Opened 5 years ago

Closed 4 years ago

#1311 closed help (completed)

Error in coupled HadGEM3-AO simulation: The latest NEMO restart dump does not seem to be consistent with the UM .phist file

Reported by: luke Owned by: um_support
Component: UM Model Keywords: NEMO/CICE, OASIS
Cc: pjn Platform: MONSooN
UM Version: 7.3

Description

Hello,

Both Peer (pjn) and myself are having problems to get a HadGEM3-AO N48L60 simulation to run for more than a few years. The final error causing the job to crash is

ERROR: The latest NEMO restart dump does not seem to be
       consistent with the UM .phist file
       This suggests an untidy model failure but you
       may be able to retrieve the run by modifying UM
       history files or deleting the latest NEMO dumps
       as appropriate
---------------------------------------------------------
qsexecute: problem executing NEMO setup script

An example job is xjmkk.

While this appears to be a similar problem as ticket #1212 I'm not sure if it is the same, as the error still occurs when there appears to be enough disk space remaining (either that, or space gets used then quickly freed-up again).

Looking through the .leave files, I think that the error may in fact be coming from the previous job-step.
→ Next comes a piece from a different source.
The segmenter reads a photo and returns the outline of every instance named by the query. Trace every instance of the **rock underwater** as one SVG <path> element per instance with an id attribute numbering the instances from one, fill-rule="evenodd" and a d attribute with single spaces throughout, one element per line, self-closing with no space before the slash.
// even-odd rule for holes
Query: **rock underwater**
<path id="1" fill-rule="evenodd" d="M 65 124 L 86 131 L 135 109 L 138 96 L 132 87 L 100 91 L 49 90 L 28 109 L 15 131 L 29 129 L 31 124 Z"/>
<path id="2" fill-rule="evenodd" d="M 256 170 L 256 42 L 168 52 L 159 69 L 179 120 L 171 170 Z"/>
Looking at the file sizes of the final few files gives

-rw-r--r--. 1 nlabra users 9358264 Jun 11 06:05 xjmkk030.xjmkk.d14162.t045155.leave
-rw-r--r--. 1 nlabra users 9348837 Jun 11 06:27 xjmkk031.xjmkk.d14162.t060522.leave
-rw-r--r--. 1 nlabra users 9347946 Jun 11 06:51 xjmkk032.xjmkk.d14162.t062731.leave
-rw-r--r--. 1 nlabra users  522953 Jun 11 07:01 xjmkk033.xjmkk.d14162.t065135.leave
-rw-r--r--. 1 nlabra users  208142 Jun 11 07:28 xjmkk034.xjmkk.d14162.t070140.leave

and looking at the elapsed times gives

xjmkk030.xjmkk.d14162.t045155.leave:Elapsed Time         : 0:25:07 (1507 seconds, 14% of limit)
xjmkk031.xjmkk.d14162.t060522.leave:Elapsed Time         : 0:22:10 (1330 seconds, 12% of limit)
xjmkk032.xjmkk.d14162.t062731.leave:Elapsed Time         : 0:24:02 (1442 seconds, 13% of limit)
xjmkk033.xjmkk.d14162.t065135.leave:Elapsed Time         : 0:10:04 (604 seconds, 6% of limit)
xjmkk034.xjmkk.d14162.t070140.leave:Elapsed Time         : 0:00:05 (5 seconds, 0% of limit)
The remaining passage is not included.